Camilla Canocchi for

Nationwide Building Society saw a slump in mortgage lending and lower profits last year as it faced ‘fierce competition’ from rivals.

The building society also sounded a warning that it expects a subdued housing market to make things challenging over the coming year. 

Mortgage lending fell by 34 per cent to £5.8billion in the year to 4 April, from £8.8billion the previous financial year, partly because of a previously planned reduction in buy-to-let lending following last year’s tax changes.

That contributed to a decline in bottom line profits, which fell by 7.3 per cent to £977million. This is the second year running that Nationwide has posted falling profits.
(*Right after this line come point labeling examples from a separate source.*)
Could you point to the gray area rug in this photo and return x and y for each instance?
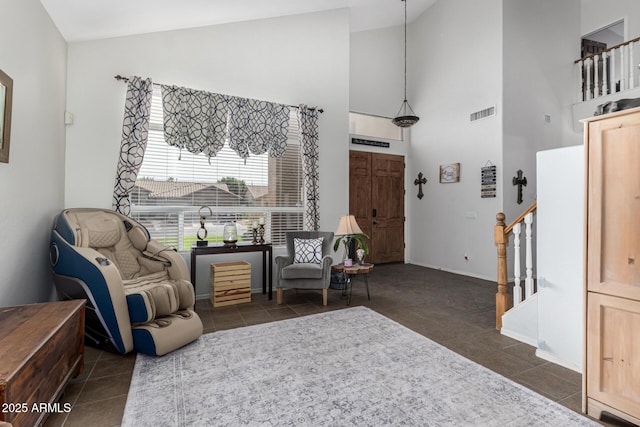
(344, 367)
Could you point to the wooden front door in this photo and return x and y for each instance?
(376, 199)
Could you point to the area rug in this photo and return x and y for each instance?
(347, 367)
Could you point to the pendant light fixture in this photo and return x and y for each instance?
(405, 117)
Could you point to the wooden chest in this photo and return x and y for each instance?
(230, 283)
(41, 349)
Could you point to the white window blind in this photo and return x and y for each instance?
(173, 185)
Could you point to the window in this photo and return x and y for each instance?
(173, 185)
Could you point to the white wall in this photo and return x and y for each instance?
(597, 14)
(33, 54)
(560, 251)
(538, 81)
(376, 85)
(455, 69)
(293, 60)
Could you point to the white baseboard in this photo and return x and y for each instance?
(462, 273)
(519, 337)
(550, 357)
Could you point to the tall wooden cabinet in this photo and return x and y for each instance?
(612, 340)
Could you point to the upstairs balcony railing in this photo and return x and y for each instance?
(610, 71)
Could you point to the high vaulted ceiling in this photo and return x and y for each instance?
(95, 19)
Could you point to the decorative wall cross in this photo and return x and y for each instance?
(520, 181)
(419, 181)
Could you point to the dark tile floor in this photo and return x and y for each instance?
(455, 311)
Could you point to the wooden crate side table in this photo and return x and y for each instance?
(41, 349)
(351, 272)
(230, 283)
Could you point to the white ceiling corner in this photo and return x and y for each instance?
(80, 20)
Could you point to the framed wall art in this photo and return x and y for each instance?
(450, 173)
(6, 97)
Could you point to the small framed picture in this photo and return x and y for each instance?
(450, 173)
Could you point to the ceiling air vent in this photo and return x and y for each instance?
(483, 114)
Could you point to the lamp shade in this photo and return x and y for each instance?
(348, 226)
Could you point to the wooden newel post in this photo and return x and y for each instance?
(503, 299)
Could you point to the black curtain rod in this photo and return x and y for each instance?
(126, 79)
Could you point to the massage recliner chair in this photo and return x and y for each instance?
(138, 292)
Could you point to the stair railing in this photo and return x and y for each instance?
(501, 234)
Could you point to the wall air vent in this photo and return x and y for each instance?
(483, 114)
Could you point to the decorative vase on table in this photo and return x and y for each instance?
(230, 234)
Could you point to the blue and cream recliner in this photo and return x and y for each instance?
(138, 292)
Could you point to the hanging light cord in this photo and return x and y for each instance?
(405, 49)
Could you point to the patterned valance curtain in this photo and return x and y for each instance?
(308, 119)
(135, 130)
(201, 122)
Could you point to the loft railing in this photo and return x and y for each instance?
(501, 233)
(608, 72)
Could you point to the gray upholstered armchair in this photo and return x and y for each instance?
(307, 264)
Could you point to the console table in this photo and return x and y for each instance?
(41, 349)
(220, 248)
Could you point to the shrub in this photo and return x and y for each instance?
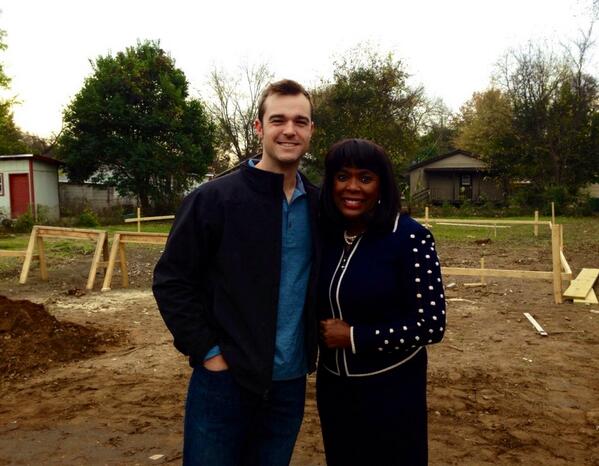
(87, 218)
'Fierce competition': Nationwide BS saw a 34% decline in net mortgage lending

'Fierce competition': Nationwide BS saw a 34% decline in net mortgage lending

‘Fierce competition’: Nationwide BS saw a 34% decline in net mortgage lending

The mutual’s chief executive Joe Garner said it expected the mortgage market to remain ‘extremely competitive’.

‘We anticipate modest growth in our core product markets, reflecting the outlook for the economy as a whole,’ he added.

‘With employment growth expected to slow and pressure on household budgets fading only gradually, mortgage lending is likely to rise at a fairly pedestrian pace.’

Savings deposits also grew more slowly, up by £3.5billion against growth of £5.8billion the previous year. But it said it continued to try to remain competitive, giving members a £560million boost by offering better rates, fees and incentives.

Chief financial officer Mark Rennison said: ‘Nationwide continues to trade strongly in spite of intense competition in our core markets, in a number of cases choosing to protect value for members through more competitive pricing rather than taking the opportunity to enhance margin.’

The lender forecast UK economic growth to remain modest at between 1 per cent to 1.5 per cent over the next two years.

Looking ahead, the lender said it was doing a review of its operations and planned to invest more in technology.

It also intends to expand into business banking – if it wins some of the funding set aside by Royal Bank of Scotland to boost competition in the market.

RBS has been asked by the government and the European Commission to hand out the funds as compensation for its £45.5billion bailout during the financial crisis.

The mutual also revealed it will launch a retirement interest-only mortgage this year.